I came across a great book on Algorithms based on a course taught at Berkeley and U.C. San Diego and wanted to share with readers. As a computer scientist, Algorithms are one of the most fundamental elements of our trade.
Playing on the strengths of our students (shared by most of today’s undergraduates in Computer Science), instead of dwelling on formal proofs we distilled in each case the crisp mathematical idea that makes the algorithm work. In other words, we emphasized rigor over formalism. We found that our students were much more receptive to mathematical rigor of this form. It is this progression of crisp ideas that helps weave the story. Once you think about Algorithms in this way, it makes sense to start at the historical beginning of it all, where, in addition, the characters are familiar and the contrasts dramatic: numbers, primality, and factoring. This is the subject of Part I of the book, which also includes the RSA crypto system, and divide-and conquer algorithms for integer multiplication, sorting and median nding, as well as the fast Fourier transform.

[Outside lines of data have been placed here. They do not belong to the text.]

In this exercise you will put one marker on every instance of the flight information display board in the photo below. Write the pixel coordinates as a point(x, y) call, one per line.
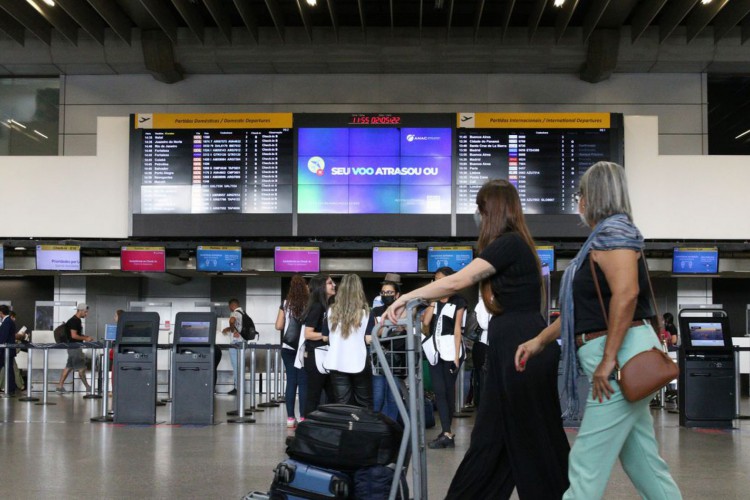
point(212, 163)
point(543, 155)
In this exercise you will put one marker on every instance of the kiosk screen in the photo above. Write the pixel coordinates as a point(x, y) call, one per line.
point(194, 332)
point(706, 334)
point(137, 332)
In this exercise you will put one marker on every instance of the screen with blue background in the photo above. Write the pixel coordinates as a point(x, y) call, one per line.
point(374, 170)
point(454, 257)
point(547, 256)
point(695, 261)
point(219, 259)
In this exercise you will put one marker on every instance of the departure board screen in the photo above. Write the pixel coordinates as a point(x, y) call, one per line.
point(212, 164)
point(543, 155)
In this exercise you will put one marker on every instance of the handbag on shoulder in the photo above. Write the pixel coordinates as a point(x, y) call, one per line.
point(650, 370)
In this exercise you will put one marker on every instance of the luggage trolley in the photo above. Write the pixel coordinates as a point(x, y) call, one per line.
point(413, 440)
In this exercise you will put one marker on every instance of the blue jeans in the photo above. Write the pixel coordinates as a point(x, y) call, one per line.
point(296, 378)
point(382, 396)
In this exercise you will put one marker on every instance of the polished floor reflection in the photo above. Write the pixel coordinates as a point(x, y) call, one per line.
point(56, 452)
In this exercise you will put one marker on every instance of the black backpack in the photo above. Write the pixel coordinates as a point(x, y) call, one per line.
point(248, 331)
point(61, 333)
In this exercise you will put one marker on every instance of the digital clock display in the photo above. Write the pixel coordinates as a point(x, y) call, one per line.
point(360, 119)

There are three other parts: Part II, the most traditional section of the book, concentrates on data structures and graphs; the contrast here is between the intricate structure of the underlying problems and the short and crisp pieces of pseudocode that solve them. Instructors wishing to teach a more traditional course can simply start with Part II, which is self contained (following the prologue), and then cover Part I as required. In Parts I and II we introduced certain techniques (such as greedy and divide-and-conquer) which work for special kinds of problems; Part III deals with the sledgehammers of the trade, techniques that are powerful and general: dynamic programming (a novel approach helps clarify this traditional stumbling block for students) and linear programming (a clean and intuitive treatment of the simplex algorithm, duality, and reductions to the basic problem). The nap Part IV is about ways of dealing with hard problems: NP-completeness, various heuristics, as well as quantum algorithms, perhaps the most advanced and modern topic. As it happens, we end the story exactly where we started it, with Shor’s quantum algorithm for factoring.
The examples are fantastic and very inclusive, ranging from Fibonacci and sorting to graphs, NP-completeness and Quantum algorithms. The book is 336 pages and has something for everyone. There’s a lot of math combined with some fine pseudo-code but don’t be dissuaded. Lots to learn, ponder and apply. Enjoy!